Rising Unemployment Is Shifting The D.c. Housing Market: Altos

Employment in the Washington, D.C. housing market is anything but stable right now — and residents are feeling it. According to D.C.’s Department of Employment Services, nearly 12,000 federal employees have filed initial unemployment claims amid widespread cuts enacted by Elon Musk and his DOGE agency.
We’re tracking the Washington D.C. housing market using weekly data from Altos, which includes more than 60 different data points on every metro area in the country, to see how employment is changing the housing market. Let’s dive in.
What does unemployment in D.C. look like?
A rising unemployment rate might as well be the antithesis to home sales growth in the housing market: it’s hard to purchase a house or make housing payments without stable employment.
According to the U.S. Bureau of Labor Statistics (BLS), the unemployment rate for the entire nation was 4.1% at the end of 2024. In the D.C metro area, the unemployment rate was 5.3% over the same timeframe. Data and common sense show that federal job cuts are stressing D.C’s job market. So how is the housing market responding?
Weekly housing inventory continues upward
Is inventory in the D.C housing market feeling the impact of the rough unemployment situation? This week’s inventory data gives us a vantage point into this week’s market dynamics.
Inventory for single-family homes in the D.C housing market rose to 3,768 this week. That’s a 5.8% increase from the week before. This week’s data also showcases increases from D.C’s inventory level compared to 2024. According to the data, there are now 12.6% more homes on the market than 2024. This gap will continue to climb in a high interest rate, high unemployment market. However, this is still less than what we’ve historically seen in March. For example, the inventory level in March 2020 was 6,075 homes — which is almost double what we’re seeing today.
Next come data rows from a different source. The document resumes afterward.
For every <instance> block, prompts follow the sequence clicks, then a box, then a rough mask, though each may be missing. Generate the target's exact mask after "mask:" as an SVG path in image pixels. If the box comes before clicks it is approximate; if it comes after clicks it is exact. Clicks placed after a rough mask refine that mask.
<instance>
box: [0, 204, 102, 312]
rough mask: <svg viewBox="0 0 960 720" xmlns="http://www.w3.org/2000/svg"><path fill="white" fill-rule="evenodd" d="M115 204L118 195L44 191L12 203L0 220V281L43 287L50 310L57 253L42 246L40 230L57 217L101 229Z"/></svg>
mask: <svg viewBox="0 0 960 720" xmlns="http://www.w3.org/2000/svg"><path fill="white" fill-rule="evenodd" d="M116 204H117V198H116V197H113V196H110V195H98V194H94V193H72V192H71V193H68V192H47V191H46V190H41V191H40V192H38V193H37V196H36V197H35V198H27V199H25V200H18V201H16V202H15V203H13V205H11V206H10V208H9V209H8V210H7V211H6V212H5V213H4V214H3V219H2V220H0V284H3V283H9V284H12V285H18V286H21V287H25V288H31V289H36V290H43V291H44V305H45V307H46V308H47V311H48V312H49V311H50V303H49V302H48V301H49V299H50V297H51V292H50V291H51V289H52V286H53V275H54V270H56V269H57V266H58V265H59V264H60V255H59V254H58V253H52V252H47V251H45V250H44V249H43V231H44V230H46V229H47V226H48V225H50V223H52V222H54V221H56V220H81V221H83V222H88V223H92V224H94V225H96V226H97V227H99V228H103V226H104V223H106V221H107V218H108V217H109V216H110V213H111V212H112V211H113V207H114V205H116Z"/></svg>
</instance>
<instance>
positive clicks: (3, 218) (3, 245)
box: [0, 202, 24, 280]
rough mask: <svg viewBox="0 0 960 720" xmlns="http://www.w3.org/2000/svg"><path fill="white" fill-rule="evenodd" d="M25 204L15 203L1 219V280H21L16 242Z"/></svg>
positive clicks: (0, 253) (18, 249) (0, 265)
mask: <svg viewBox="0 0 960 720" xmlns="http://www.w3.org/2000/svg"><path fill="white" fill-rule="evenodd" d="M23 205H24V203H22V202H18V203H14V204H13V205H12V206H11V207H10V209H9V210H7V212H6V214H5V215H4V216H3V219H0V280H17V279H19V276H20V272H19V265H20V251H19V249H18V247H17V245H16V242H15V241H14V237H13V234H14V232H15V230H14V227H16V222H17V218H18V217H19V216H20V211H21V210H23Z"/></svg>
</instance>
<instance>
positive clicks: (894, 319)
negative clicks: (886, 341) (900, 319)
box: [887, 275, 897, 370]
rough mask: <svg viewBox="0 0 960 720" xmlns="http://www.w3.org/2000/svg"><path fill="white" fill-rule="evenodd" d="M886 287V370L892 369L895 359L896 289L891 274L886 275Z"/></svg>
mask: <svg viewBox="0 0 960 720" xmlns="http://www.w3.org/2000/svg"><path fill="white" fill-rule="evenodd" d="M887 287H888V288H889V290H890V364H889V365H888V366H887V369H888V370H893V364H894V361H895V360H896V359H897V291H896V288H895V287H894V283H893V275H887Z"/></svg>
New listings move upward, but remain historically low
Altos uses new real estate listings data as a key indicator of seller activity in the D.C housing market. “New Listings” are the homes that were listed for sale in a given week and added to the active inventory.
According to this week’s data, new listings ramped up during the week ending on March 7. Around 601 single-family homes and 549 condos are on the market in D.C, that’s an increase of around 20% this week. New listings volume grows each year during the spring months, and this year seller rates appear to be accelerating faster than in recent years.
As unemployment in D.C increases dramatically, one place to measure the impact will be in the growth of the weekly new listings count. The 2025 levels of new listings through early March have been approximately 300 to 400 per week. This level has been essentially the same as recent years and is significantly fewer sellers than what would have been common in the years before the pandemic.
“Watch this weekly signal to track how quickly changes in employment levels begin changing the housing market. In late March and April, if weekly seller volume surpasses 800 single-family new listings weekly, that’s a signal of a changing market,” said Altos Research founder and president Mike Simonsen.
Pending home sales ramp up yet again
Altos’ weekly pending contract data offers a vantage point into the trends in the D.C. housing market. The last five weeks of pending home sales data tells the story:
- Week of Feb. 14: 655
- Week of Feb 21: 596
- Week of Feb 28: 598
- Week of March 7: 629
Pending homes sales are a metric for understanding the demand side of D.C. supply and demand situation.
“If we notice that new listings and inventory are climbing while pending home sales ramp down, that’s a signal that we need to keep an eye on,” Simonsen added. “This week, new listings, inventory and pending home sales are all up, so there’s no concern for now.”
Compared to the post-pandemic years, the pending sales rate hasn’t changed very much as of mid-March. Here’s the comparison:
- March 2025: 629
- March 2024: 715
- March 2023: 636
- March 2022: 1,068
Between March 2022 and March 2025, pending homes sales have only changed by 13% on average. Here’s the full historical pending home sales chart:
Price reductions drop again
The percentage of listings with price reductions, while at seasonal lows (26%), is still greater than last year (22%) signaling slightly weaker demand by potential homebuyers than a year ago.
“Price reductions are an insightful demand indicator. And they may be the earliest leading indicator to watch if demand for homes in DC falls because of massive government reductions,” Simonsen said. “If offers don’t get made, sellers drop their prices to generate demand. So, we’re watching for any spike in price reductions.”
Where is the D.C. housing market headed?
With each passing day, job market changes and government policies regarding federal employment continue to impact residents in D.C. Meanwhile, home prices in some of D.C.’s prominent zip codes continue to rise. For example, in the city’s 20001 zip code — which is a short drive or metro ride away from Capitol Hill — the average home price was $949,999 during the week of March 7, according to Altos data. For context, that’s over $18,000 more than the week before.
As we move into the spring home-buying season, keeping any eye on key indicators is essential for evaluating the D.C. housing market.